We turn to the priest, who looks slightly exasperated by all our chatter, and just as he’s about to begin, Will whispers, “Hey, that’s quite the dress. You remind me of Sleeping Beauty…”
Epilogue
Mr. & Mrs. Happy Forever
Arabella
One Year Later – Paradise Bay
“Oh, hang on, Mrs. Banks,”Will says. “I need to carry you over the threshold for good luck.”
“You did that last time,” I tell him, secretly thrilled that he’s about to pick me up and carry me inside our beachfront villa.
“And I’m doing it again,” he says, opening the front door and lifting me under my knees.
Once we’re inside, he kicks the door shut and sets me down in the sun-drenched foyer that’s about a five-minute bike ride to his sister Emma’s and ten minutes to the resort. It’s our winter home where we’ll live, well, in the winters actually.

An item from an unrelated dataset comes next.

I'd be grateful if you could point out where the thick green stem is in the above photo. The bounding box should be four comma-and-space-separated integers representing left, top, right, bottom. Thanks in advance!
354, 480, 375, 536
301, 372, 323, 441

The rest of the year, we live in a cottage just outside Valcourt.
(Okay, so some would call it a mansion because of the size and grounds, but it looks like a quaint cottage, so I call it a cottage.) Anyway, living in Avonia most of the year allows me to be close to my family and continue my work with my various foundations. It also allows Will to be near our production company headquarters, EarthMax Films, dedicated to highlighting the best of nature and human achievement. We sell most of the shows to ANN, but on our own terms, and when we get the adventure bug, we find a new place to explore where we can have fun, test our limits, and highlight various charitable and environmental causes.
“How long until my family arrives for dinner?” Will asks me as he walks me in the general direction of the bedroom.
“About an hour.”
“That early?” he asks, looking slightly put out.
“Libby and Harrison need to leave by seven to get baby Will to bed.” Baby Will—as much as I love the sound of that, I’m a little jealous there’s no niece named Arabella. Although Emma’s going to have a baby girl in four months, so I’m hoping…
“What do you say we make use of the next sixty minutes and break in the bedroom?”
“I’d say let’s do this.” I give him my best smoldering look.
“In that case, we’re going to have to make this fast,” he says, pulling me to him for a lingering kiss.
“No time to get into my edible knickers?” I ask with a laugh. It’s our running joke because I will never wear edible undies again in my life.
“Not today, I’m afraid. Maybe when they leave?” he asks.
I scrunch up my nose and shake my head. “Probably not.”
He kisses me again, and when our lips part, he grins. “Did you ever think your life would turn out this way?”
“No,” I tell him, shaking my head. “Until I met you, I pretty much thought I had a life of sitting in drawing rooms sipping tea and having the same ten conversations over and over until I died. You?”
He shakes his head, pulling me closer to him. “I thought I’d be alone forever, just swinging from vines and climbing mountains.”
“This is better, yes?” I give him a quick kiss before he can answer.
“So much so,” he tells me. “But there is something missing…”
“What?” I ask, slightly panicked that he’s not as completely wonderfully happy as me.
“A tiny Arabella to love.”
I tear up immediately and give him a huge squeezy hug, then whisper, “Or a tiny Will?”
“I think I’d prefer a daughter first, actually.”